Ernie Croot range les nombres entiers dans les seaux de différentes couleurs d’une façon aléatoire. Erdős et Graham ont prédit que dans ce cas peu importe le nombre des seaux utilisé, il en aura au moins un qui va contenir le sous-ensemble recherché. Croot a employé des méthodes modernes issues de l’analyse harmonique pour démontrer cette conjecture. 

L’article de Croot étant déjà impressionnant, il ne donnait toujours pas la réponse complète à la question posée par Erdős et Graham. Il n’indiquait toujours pas le seau dans lequel le sous-ensemble recherché se trouvait. 

Bloom a suivi la méthode utilisée par Croot qui emploie un type d’intégrale appelé la somme exponentielle. Il fallait estimer avec le signe de cette somme l’existance d’au moins une solution du problème. Bloom a adopté la stratégie de Croot mais a affronté le problème que Croot a voulu éviter : les nombres entiers qui ont des grands facteurs premiers et qui ne donnent pas les fractions qui se réduisent. 

Bloom entreprit donc un nombre impressionnant de calculs, et bien que dans certaines situations la somme exponentielle semblait être négative (il est quasiment impossible de trouver le résultat exact de ce genre de calcul), d’autres choix de nombres permettaient de rééquilibrer la balance. 

Une addition immense, pour percer un secret millénaire 

Il décida finalement de procéder presque par essai-erreur. À mesure qu’il ajoutait des inverses de nombres entiers entre eux, il gardait certains résultats de côté (comme 1/3 par exemple). Une fois qu’il avait obtenu trois fois 1/3, il obtenait 1, comme le demande l’énigme. 

Bien que ces recherches n’aient pas mis fin à l’énigme, la nouvelle méthode employée par Bloom n’a pas manqué de faire réagir au sein de la communauté scientifique. Pour Izabella Laba, chercheuse au sein de l’Université canadienne de Colombie-Britannique «cest un résultat exceptionnel». 

Mais les découvertes de Bloom n’ont finalement pas totalement clôturé l’énigme. Au contraire cette dernière est aujourd’hui plus ouverte que jamais. La grande question revient finalement à trouver les exceptions qui existent au sein de la règle de Bloom.

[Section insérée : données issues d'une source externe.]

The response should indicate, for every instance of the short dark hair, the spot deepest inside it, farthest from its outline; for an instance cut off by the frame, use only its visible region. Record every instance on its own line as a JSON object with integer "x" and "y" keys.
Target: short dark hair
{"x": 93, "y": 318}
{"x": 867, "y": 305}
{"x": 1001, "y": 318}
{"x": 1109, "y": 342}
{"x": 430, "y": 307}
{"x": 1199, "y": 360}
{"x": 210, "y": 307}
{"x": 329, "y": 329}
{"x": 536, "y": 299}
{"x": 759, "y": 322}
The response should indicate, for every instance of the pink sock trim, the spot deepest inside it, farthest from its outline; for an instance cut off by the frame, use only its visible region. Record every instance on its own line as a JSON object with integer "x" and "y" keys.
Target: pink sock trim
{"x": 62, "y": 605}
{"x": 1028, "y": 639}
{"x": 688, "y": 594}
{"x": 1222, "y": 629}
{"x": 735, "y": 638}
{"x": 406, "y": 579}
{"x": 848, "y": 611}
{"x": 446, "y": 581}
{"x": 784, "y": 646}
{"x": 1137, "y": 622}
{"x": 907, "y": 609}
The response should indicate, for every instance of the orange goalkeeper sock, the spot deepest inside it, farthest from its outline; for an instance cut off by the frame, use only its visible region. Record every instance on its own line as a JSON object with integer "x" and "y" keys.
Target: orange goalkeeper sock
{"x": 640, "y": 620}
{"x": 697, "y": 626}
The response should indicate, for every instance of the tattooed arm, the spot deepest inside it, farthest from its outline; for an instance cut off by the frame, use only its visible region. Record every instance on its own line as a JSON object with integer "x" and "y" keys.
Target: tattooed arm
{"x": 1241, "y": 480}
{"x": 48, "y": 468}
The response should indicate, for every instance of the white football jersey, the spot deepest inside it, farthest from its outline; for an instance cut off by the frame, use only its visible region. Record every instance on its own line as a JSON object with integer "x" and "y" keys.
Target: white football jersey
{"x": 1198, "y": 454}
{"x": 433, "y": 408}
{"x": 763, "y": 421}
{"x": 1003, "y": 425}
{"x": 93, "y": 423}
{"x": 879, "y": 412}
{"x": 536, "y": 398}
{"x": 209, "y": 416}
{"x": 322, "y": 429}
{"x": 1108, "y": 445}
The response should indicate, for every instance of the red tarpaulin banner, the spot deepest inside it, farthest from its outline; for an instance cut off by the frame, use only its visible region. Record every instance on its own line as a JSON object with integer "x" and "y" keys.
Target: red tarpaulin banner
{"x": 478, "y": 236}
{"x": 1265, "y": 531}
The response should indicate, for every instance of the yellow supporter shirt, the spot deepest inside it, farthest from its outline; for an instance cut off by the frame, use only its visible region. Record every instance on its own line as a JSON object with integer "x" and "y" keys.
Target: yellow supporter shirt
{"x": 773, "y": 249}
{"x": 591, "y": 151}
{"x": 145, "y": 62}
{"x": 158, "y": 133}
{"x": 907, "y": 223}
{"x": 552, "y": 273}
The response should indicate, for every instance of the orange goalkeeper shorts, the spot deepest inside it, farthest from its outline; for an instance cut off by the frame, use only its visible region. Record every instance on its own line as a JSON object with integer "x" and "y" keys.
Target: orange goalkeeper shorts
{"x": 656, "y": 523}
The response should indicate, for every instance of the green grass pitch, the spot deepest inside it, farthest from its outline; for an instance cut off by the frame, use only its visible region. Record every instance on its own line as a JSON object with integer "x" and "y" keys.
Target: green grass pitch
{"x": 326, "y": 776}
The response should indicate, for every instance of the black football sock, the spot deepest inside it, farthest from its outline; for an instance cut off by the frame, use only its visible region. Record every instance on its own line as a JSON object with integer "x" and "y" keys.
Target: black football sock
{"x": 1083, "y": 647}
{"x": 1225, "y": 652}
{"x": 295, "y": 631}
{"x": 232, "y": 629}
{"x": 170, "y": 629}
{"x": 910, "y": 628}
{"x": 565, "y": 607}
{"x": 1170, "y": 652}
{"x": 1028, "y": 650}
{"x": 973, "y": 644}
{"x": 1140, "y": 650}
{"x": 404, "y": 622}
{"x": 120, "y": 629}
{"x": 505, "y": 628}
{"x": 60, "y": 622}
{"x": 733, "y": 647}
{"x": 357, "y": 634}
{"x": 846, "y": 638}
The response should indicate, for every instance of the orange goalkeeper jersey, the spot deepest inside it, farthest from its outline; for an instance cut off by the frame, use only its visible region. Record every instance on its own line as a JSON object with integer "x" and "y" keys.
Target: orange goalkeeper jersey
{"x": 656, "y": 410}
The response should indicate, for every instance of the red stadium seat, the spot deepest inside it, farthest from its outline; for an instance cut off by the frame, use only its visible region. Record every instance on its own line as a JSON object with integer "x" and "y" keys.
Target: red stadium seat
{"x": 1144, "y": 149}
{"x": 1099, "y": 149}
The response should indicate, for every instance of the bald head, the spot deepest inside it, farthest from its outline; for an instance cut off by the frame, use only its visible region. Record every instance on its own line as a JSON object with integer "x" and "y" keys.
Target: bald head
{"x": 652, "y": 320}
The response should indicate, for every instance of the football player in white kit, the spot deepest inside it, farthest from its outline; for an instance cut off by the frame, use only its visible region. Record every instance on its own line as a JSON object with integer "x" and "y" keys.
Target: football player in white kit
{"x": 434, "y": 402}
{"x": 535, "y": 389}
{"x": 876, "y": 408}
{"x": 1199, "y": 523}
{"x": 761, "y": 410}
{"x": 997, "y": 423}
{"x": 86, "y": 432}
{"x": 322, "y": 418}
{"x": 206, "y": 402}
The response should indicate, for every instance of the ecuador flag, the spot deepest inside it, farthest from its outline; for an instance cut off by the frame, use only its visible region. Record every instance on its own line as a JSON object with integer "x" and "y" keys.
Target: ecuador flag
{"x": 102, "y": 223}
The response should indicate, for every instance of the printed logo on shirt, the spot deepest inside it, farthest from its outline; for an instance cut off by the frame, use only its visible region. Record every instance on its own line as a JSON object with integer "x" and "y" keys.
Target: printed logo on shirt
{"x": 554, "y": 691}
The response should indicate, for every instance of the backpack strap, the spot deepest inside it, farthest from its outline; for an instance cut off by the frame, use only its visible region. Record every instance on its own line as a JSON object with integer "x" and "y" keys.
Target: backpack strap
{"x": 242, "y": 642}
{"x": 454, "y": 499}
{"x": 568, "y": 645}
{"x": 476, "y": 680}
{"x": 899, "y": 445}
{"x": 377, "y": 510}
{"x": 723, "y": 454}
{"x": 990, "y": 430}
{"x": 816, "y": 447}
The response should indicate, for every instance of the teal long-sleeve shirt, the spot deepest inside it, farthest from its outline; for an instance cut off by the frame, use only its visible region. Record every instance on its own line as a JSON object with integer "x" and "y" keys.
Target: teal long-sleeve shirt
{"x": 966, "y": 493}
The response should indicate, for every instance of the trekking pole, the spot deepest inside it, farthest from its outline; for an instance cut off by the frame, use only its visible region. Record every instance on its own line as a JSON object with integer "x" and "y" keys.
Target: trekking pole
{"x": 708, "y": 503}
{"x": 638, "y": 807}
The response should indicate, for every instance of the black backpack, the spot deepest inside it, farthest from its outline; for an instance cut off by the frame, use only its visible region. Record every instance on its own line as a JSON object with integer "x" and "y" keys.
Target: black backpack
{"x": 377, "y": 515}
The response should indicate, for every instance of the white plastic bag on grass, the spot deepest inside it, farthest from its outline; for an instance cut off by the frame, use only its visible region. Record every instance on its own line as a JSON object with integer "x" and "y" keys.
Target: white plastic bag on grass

Des failles où les inverses des nombres entiers ne donnent pas 1. 

En conclusion, la conjecture d’Erdős-Graham nous réserve encore bien des secrets, et il sera très intéressant de voir dans quels domaines du monde réel ces recherches auront un impact. 

                 Les travaux de Bloom pourraient grandement aider l’informatique de demain 

Une application concrète à espérer ? 

L’étude de ce genre de pan des mathématiques permet notamment de développer les connaissances des scientifiques dans des matières très concrètes comme l’informatique ou le codage. Malgré tout, il faudra sûrement attendre des années, voire des décennies pour que des applications concrètes soient trouvées en prenant en compte ce problème, et les réponses apportées par Thomas Bloom dans ses recherches. 

D’ici là, d’autres mathématiciens auront sûrement déterré d’autres grands problèmes, vieux de plusieurs siècles, histoire de se creuser les méninges une nouvelle fois, et, au passage, de faire avancer la science et la connaissance du monde.